Deptula Peter, McCullough Meghan, Brown Theodore, Singh Dylan, Kuschner Stuart, Kulber David
From the Department of Hand Surgery, Cedars-Sinai Medical Center, Los Angeles, Calif.
Division of Plastic and Reconstructive Surgery, Stanford University, Stanford, Calif.
Plast Reconstr Surg Glob Open. 2024 Oct 3;12(10):e6205. doi: 10.1097/GOX.0000000000006205. eCollection 2024 Oct.
Scaphocapitate arthrodesis (SCA) is a described technique for chronic wrist pathology such as Kienbock disease and carpal instability. The technique aims to preserve motion, while maintaining carpal height, preserving the radioscaphoid articulation, and offloading the lunate. Limited case series evaluate the outcomes of this previously described technique. We aim to determine if the collective, updated literature on outcomes of SCA support its continued application by the wrist surgeon. Furthermore, we investigated if any technical variations offer an advantage in improving patient-reported outcomes after SCA.
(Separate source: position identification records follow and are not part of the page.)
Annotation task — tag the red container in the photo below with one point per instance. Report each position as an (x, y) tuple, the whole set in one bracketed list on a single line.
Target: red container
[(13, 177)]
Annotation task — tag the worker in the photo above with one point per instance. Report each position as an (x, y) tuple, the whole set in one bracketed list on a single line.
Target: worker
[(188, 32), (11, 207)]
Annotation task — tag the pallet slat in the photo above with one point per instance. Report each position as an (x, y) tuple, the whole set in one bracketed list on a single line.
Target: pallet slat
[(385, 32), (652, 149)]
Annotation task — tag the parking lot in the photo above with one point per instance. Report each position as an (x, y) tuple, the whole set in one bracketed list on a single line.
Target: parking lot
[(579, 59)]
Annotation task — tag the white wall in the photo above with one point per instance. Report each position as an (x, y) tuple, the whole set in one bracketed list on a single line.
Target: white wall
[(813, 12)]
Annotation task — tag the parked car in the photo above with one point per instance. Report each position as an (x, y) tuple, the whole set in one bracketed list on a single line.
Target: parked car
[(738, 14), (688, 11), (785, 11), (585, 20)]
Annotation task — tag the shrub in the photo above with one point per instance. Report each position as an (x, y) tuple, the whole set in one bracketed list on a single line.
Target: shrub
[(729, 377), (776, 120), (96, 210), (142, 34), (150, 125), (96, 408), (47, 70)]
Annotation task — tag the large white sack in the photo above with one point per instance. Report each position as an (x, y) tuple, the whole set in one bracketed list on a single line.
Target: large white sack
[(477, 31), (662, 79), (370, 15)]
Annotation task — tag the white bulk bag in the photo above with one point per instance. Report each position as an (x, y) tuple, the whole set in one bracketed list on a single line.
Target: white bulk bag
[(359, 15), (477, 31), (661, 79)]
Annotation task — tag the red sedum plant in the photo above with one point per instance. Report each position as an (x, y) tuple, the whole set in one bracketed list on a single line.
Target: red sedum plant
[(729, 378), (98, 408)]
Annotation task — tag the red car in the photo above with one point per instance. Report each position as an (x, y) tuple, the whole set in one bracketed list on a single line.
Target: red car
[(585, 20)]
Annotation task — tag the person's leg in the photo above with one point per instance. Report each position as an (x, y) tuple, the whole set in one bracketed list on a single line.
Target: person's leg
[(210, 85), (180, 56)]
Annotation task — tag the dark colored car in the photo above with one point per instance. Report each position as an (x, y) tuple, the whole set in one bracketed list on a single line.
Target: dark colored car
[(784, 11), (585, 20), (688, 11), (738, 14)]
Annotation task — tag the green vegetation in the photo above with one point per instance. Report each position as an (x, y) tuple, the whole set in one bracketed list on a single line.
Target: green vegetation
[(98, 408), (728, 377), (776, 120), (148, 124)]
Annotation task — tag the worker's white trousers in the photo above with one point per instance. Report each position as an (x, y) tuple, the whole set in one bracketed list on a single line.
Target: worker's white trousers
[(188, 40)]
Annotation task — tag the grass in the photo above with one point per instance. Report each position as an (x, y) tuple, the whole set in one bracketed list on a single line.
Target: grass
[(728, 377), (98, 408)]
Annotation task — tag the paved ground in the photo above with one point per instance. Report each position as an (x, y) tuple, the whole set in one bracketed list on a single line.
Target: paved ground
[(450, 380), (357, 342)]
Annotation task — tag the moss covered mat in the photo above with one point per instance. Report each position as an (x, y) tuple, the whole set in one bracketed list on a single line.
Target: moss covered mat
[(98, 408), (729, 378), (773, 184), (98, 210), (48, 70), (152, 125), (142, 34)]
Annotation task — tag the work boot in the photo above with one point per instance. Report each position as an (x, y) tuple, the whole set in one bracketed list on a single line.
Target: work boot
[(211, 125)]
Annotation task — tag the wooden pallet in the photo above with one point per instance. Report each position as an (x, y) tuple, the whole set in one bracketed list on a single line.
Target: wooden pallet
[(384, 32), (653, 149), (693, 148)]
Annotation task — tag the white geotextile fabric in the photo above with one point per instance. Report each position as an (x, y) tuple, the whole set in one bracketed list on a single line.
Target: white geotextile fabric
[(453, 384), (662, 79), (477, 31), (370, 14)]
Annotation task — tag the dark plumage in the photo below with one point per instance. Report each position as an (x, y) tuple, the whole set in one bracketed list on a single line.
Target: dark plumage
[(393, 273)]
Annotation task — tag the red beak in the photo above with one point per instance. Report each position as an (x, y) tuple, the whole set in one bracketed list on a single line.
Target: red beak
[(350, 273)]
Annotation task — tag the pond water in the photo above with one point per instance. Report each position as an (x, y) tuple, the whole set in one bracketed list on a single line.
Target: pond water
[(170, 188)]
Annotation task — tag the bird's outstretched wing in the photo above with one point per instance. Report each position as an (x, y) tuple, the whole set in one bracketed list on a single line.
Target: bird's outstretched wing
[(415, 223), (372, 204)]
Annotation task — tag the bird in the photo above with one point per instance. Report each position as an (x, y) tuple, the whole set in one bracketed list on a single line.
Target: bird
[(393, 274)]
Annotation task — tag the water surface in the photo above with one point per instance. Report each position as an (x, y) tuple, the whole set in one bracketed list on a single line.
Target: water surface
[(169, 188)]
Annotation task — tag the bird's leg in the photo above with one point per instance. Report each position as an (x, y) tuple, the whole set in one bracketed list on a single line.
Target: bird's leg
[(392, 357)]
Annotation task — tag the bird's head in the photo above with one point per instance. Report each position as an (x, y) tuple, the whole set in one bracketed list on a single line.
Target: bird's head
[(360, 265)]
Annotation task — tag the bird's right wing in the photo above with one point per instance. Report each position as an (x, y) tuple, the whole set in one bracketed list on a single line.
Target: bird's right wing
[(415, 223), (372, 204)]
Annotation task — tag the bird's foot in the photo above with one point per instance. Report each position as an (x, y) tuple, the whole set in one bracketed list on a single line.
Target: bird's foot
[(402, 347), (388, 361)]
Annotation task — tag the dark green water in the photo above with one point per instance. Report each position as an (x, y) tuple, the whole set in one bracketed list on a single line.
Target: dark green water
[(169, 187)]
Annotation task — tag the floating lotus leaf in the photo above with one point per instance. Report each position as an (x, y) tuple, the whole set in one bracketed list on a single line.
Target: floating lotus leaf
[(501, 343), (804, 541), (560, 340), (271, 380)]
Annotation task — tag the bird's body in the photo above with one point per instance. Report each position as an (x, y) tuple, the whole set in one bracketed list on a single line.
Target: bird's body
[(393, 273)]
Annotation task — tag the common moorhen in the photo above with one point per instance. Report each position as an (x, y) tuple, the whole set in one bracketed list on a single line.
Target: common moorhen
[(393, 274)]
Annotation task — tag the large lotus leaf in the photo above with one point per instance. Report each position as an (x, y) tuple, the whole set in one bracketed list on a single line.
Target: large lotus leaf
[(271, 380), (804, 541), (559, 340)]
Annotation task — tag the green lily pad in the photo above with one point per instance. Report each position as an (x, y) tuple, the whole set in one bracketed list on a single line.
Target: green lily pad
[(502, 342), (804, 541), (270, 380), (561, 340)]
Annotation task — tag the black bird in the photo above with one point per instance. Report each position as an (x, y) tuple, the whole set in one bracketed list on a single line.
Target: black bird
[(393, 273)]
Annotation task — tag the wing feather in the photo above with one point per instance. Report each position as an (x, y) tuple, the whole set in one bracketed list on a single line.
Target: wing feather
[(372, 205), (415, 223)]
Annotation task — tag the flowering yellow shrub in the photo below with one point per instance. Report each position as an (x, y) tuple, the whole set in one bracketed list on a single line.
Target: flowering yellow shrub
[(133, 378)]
A literature search was performed using Preferred Reporting Items for Systematic Reviews and Meta-Analyses guidelines. Articles selected for critical review were examined for patient demographic data, functional outcomes, radiographic outcomes, and complications. A qualitative analysis was then performed to synthesize the available date.
A total of 18 unique articles published between 1991 and 2022 were identified, representing a total of 285 individual cases of SCA. Nonunion rate ranged 0%-22%. Preoperative visual analog scale pain scores ranged from 3.2 to 10, whereas postoperative visual analog scale pain scores ranged from 0 to 4. Patient-reported outcomes are reported by validated instruments, including the Disabilities of the Arm, Shoulder, and Hand, QuickDASH, Patient-rated Wrist Evaluation, and Mayo Wrist Score.
SCA is a viable treatment option for patients with Kienbock disease. SCA offers reliable improvements in patient pain, grip strength, and patient-reported outcomes.
舟月关节融合术(SCA)是一种针对诸如月骨无菌性坏死和腕骨不稳等慢性腕部疾病的技术。该技术旨在保留活动度,同时维持腕骨高度,保留桡舟关节,并减轻月骨的负荷。有限的病例系列评估了这种先前描述的技术的疗效。我们旨在确定关于SCA疗效的综合、更新文献是否支持腕关节外科医生继续应用该技术。此外,我们调查了是否有任何技术变体在改善SCA术后患者报告的疗效方面具有优势。
按照系统评价和Meta分析的首选报告项目指南进行文献检索。对选定进行严格审查的文章,检查其患者人口统计学数据、功能结局、影像学结局和并发症。然后进行定性分析以综合现有数据。
共确定了1991年至2022年间发表的18篇独特文章,代表了总共285例SCA个体病例。骨不连发生率在0%至22%之间。术前视觉模拟量表疼痛评分范围为3.2至10,而术后视觉模拟量表疼痛评分范围为0至4。患者报告的结局通过经过验证的工具报告,包括手臂、肩部和手部功能障碍量表、快速残疾评定量表、患者自评腕关节评估量表和梅奥腕关节评分量表。
SCA是月骨无菌性坏死患者的一种可行治疗选择。SCA在患者疼痛、握力和患者报告的结局方面提供了可靠的改善。